Arline LaMear was sworn in on Monday night as the mayor of Astoria, christening a new era of leadership at City Hall.
The 75-year-old former librarian at the Columbia River Maritime Museum took the oath of office from former Mayor Willis Van Dusen before an overflow crowd. Van Dusen, a Pepsi distributor who guided the city for 24 years and was the longest-serving mayor, hugged LaMear when the transition was complete.
“I would just like to say `thank you’ to the citizens of Astoria,” the new mayor said. “This is such a wonderful community, and I am both honored and humbled to be the mayor. And I hope I will do the job that all of you expect of me.
“I also hope that those of you who did not support my candidacy will work with me. I’m certainly willing to do that. And I hope that we can all work cooperatively because we all want the best for this community.”
In November, LaMear defeated Larry Taylor, a manager at Intel and a nonprofit leader. She has served on the City Council since 2008, and has made the renovation of the Astoria Public Library her priority.
LaMear recognized Van Dusen for his service to the city, both as mayor and for his previous six years on the council, and said he had mentored her and others.
“It is a little daunting after someone has been in the office for 24 years, but I’m excited about it. I’m excited about our new council, and look forward to all kinds of progress in the city,” she said afterward.
Zetty Nemlowill, the marketing director at Astoria Co-op Grocery, and Cindy Price, a writer and community volunteer, were sworn in Monday night by LaMear as new city councilors after winning elections in November.
For the first time in city history, a majority on the City Council are women. State Sen. Betsy Johnson, D-Scappoose, sent the trio flowers to mark the occasion and the bouquets were on display on the council dais.
“I think Astoria is an old city. But I think that it’s just one way that we can prove that we are capable of evolving and really excelling into the future,” Nemlowill said of the distinction.
While the political and ideological direction of the new council will reveal itself over time, the first hiccup happened Monday night. Nemlowill nominated Councilor Russ Warr as council president, who presides when the mayor is absent. But her motion did not receive a second and died. Price then nominated Councilor Drew Herzig, but her motion also died for lack of a second.

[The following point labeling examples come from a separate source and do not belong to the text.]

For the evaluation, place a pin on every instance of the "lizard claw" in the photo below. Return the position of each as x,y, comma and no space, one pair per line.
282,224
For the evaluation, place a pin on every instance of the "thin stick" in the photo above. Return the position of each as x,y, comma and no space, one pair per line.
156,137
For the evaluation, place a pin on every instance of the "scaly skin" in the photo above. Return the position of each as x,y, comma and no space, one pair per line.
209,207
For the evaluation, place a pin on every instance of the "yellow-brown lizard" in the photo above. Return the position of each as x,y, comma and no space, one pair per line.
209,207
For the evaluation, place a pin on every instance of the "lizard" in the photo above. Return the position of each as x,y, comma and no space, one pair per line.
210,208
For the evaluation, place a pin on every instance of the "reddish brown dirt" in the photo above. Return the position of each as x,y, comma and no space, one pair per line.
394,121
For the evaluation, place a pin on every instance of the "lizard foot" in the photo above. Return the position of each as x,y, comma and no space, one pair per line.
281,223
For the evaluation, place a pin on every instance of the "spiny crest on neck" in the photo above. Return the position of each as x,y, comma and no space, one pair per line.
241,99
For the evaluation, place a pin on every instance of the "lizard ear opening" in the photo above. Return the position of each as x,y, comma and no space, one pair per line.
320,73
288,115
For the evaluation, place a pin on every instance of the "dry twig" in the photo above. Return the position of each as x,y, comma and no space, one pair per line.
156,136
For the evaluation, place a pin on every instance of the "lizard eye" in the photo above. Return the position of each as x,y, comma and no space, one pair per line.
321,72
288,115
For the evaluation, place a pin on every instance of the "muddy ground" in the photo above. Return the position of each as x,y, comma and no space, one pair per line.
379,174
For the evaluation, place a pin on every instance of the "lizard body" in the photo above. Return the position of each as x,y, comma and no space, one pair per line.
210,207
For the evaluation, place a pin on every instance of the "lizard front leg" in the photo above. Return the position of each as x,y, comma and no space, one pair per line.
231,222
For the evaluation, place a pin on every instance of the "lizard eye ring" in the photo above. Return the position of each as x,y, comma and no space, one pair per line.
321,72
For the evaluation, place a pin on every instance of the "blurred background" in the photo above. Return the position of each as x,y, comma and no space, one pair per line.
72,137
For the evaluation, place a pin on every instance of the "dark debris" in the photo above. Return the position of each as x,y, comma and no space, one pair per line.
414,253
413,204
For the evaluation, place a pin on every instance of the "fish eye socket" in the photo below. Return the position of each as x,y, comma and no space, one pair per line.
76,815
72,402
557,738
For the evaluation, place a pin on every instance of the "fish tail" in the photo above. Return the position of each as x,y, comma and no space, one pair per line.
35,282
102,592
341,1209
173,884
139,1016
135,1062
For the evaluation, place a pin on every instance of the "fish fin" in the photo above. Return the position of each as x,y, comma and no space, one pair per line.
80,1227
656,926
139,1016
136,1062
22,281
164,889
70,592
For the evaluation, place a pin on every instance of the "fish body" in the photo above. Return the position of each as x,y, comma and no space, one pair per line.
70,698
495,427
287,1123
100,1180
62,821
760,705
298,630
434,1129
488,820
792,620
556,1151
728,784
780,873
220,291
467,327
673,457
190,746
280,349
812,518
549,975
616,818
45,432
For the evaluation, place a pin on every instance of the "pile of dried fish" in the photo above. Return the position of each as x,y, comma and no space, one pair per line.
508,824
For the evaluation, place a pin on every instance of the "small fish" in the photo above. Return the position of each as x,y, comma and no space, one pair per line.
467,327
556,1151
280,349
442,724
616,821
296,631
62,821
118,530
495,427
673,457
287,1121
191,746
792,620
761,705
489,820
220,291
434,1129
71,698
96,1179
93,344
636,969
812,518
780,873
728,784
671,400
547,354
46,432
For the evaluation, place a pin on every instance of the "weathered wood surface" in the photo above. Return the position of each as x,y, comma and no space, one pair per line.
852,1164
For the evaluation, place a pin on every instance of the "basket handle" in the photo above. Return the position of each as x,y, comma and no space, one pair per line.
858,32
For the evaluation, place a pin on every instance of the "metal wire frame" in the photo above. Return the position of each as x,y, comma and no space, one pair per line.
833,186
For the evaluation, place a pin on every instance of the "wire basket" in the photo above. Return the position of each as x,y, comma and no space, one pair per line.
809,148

Zemlowill nominated Warr again, and, this time, LaMear seconded the motion. The council voted unanimously to select Warr as president. Warr had been excused from the meeting and was not in attendance.
On a night that consisted mostly of ceremony — LaMear also administered the oath of office to Brad Johnston, the police chief and assistant city manager — the council took care of several items.
The City Council authorized bids for the renovation of the Astoria Senior Center. The city had received a $1.5 million community development block grant and the senior center’s patrons pledged another $95,000 for the work, but the council decided last June to delay bidding, hoping to attract lower bids during the slower construction months during the winter.
City Manager Brett Estes told the council that bids would likely be due in late February and that a construction contract could come back before the council in March. Construction could start in March and the renovation could be completed by August.
The council also agreed to award a $9,230 contract to Weatherguard Inc. for a new roof on Shively Hall, the event facility overseen by the parks and recreation department. The existing roof is leaking and causing damage to the hall.
And the council adopted a resolution establishing a library renovation fund for improvements to the library. The council accepted a $7,400 donation from the estate of Ruth Jensen, the late teacher and librarian, to furnish the children’s room in a renovated library and to act as possible seed money for other private contributions.
Herzig sought assurances from Estes that the new library renovation fund would not commit the city to renovating the library at a specific location. Some have questioned, for example, whether the library should be expanded into the decaying Waldorf Hotel.
“So the word `renovation’ does not commit us to any plan or any location?” Herzig asked.
Estes explained that it was purely a term given to the fund for the collection of donations.